Dichotomitin promotes osteoblast differentiation and improves osteoporosis by inhibiting oxidative stress.

Abstract

Objective: Osteoporosis is a systemic disease with high morbidity and significant adverse effects. Increasing evidence supports the close relationship between oxidative stress and osteoporosis, suggesting that treatment with antioxidants may be a viable approach. This study evaluated the antioxidant properties of dichotomitin (DH) and its potential protective effects against osteoporosis.

Methods: SD rats were divided into three groups: Sham, OVX, and OVX + DH (5 mg/kg, intraperitoneal injection twice weekly). After three months, blood samples, femurs, and tibiae were collected for analysis. Micro-CT evaluated the femoral, while histological examination assessed tibial tissues. Serum osteogenic biochemical markers were measured. In vitro, osteogenic differentiation was induced with varying concentrations of DH, followed by ALP and ARS staining. RT-qPCR and western blot were used to assess the expression of osteogenesis-related genes and proteins. Additionally, an oxidative stress cell model was established, dividing cells into control, H₂O₂-treated, and H₂O₂ + DH-treated groups. Expression of oxidative stress-related genes and proteins was assessed using real-time quantitative PCR and western blotting.

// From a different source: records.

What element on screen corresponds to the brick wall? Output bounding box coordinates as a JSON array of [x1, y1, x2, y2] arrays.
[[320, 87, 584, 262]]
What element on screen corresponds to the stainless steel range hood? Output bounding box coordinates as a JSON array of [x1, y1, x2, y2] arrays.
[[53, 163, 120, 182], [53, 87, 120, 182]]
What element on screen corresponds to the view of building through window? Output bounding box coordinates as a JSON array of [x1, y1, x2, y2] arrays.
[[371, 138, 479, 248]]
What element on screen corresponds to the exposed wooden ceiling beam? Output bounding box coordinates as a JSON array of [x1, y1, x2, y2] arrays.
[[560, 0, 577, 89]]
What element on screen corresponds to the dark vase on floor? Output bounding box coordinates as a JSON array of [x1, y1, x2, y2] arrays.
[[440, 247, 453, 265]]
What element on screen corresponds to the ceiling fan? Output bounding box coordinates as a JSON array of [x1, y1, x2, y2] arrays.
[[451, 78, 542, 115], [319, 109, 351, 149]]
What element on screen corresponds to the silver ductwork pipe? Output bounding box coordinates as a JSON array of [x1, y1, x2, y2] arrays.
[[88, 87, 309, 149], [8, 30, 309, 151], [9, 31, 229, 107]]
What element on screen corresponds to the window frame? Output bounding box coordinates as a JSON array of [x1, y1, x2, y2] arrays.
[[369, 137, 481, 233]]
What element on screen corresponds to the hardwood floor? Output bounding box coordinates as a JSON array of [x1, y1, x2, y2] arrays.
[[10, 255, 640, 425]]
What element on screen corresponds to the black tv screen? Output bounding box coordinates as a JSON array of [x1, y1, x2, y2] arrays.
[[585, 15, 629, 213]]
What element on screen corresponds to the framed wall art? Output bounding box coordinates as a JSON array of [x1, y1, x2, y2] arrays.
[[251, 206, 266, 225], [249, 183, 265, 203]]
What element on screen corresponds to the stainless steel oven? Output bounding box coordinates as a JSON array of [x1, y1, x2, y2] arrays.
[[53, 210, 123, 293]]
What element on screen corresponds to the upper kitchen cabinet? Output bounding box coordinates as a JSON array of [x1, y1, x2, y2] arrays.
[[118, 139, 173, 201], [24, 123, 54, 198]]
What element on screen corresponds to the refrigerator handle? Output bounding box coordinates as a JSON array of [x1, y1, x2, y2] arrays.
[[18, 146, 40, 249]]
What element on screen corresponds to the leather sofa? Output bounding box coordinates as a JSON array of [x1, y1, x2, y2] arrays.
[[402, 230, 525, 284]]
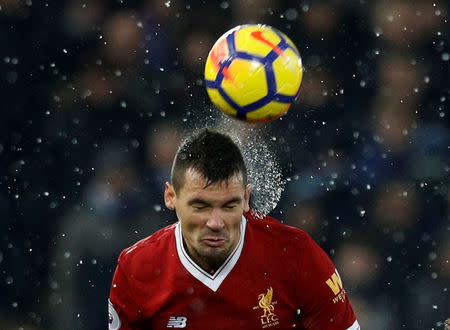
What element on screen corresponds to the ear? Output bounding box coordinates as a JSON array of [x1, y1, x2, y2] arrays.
[[244, 184, 252, 212], [164, 182, 176, 210]]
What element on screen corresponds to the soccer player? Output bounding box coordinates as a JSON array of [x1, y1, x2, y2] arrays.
[[109, 129, 359, 330]]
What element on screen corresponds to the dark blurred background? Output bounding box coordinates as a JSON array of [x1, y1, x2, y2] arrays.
[[0, 0, 450, 330]]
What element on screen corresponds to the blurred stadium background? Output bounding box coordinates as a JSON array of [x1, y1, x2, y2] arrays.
[[0, 0, 450, 330]]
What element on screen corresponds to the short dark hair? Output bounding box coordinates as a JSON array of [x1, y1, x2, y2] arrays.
[[171, 128, 247, 192]]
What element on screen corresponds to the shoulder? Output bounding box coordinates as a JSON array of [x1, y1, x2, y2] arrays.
[[118, 223, 176, 273], [244, 210, 312, 245]]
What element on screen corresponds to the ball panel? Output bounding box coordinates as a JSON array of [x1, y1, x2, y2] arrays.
[[206, 88, 237, 117], [222, 58, 267, 107], [277, 30, 300, 56], [247, 101, 290, 122], [205, 37, 230, 80], [272, 48, 303, 95], [234, 25, 281, 57]]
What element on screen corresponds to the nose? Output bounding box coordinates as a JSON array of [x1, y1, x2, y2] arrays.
[[206, 210, 225, 231]]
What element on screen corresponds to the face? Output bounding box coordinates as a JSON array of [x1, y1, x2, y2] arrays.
[[164, 170, 250, 272]]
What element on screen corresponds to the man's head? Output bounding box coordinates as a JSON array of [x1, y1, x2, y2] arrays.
[[164, 129, 250, 271], [171, 128, 247, 192]]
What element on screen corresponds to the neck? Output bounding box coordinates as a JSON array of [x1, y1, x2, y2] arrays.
[[183, 237, 229, 275]]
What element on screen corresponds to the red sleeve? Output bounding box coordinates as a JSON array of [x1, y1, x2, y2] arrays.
[[108, 258, 139, 330], [299, 236, 359, 330]]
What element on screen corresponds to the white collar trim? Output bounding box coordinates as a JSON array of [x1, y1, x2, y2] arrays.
[[175, 216, 247, 292]]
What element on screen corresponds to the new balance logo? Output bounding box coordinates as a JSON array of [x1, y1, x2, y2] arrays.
[[167, 316, 187, 328]]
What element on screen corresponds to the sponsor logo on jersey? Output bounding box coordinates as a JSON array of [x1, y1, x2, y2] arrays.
[[253, 287, 280, 329], [108, 299, 122, 330], [167, 316, 187, 328], [325, 269, 345, 304]]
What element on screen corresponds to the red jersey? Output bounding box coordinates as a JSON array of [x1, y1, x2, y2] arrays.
[[109, 212, 359, 330]]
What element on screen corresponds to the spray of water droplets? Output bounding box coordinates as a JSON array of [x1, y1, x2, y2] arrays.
[[184, 109, 286, 216]]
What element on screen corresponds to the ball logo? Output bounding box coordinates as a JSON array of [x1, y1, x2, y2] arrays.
[[108, 299, 122, 330]]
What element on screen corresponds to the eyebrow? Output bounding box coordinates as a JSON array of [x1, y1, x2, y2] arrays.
[[188, 197, 242, 206]]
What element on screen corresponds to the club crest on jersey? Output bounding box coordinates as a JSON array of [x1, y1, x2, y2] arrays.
[[167, 316, 187, 328], [253, 287, 280, 329], [108, 299, 121, 330], [325, 269, 345, 304]]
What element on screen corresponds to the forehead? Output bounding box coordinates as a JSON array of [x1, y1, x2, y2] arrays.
[[180, 168, 245, 193]]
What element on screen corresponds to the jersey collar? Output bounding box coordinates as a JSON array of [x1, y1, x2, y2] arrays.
[[175, 216, 247, 292]]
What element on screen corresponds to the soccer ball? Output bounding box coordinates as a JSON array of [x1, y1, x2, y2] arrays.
[[205, 24, 303, 122]]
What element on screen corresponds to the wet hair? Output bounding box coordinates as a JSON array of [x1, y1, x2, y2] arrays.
[[171, 128, 247, 192]]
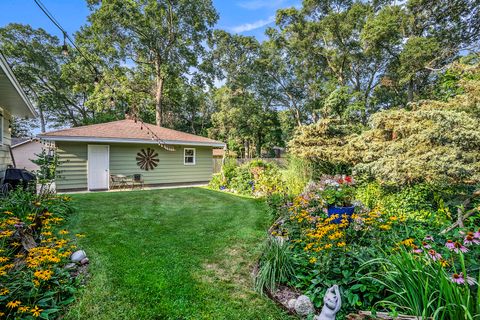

Results: Micro-CT and histological staining revealed decreased and disrupted bone trabeculae in the OVX group, whereas the DH-treated group exhibited enhanced bone trabecular area and structure compared to the OVX group. In vitro studies showed that DH enhanced ALP activity and elevated expression of RUNX2, OPN, OCN, SOD1, and SOD2.

Conclusion: DH has the potential to enhance osteoblast differentiation and alleviate osteoporosis through the attenuation of oxidative stress.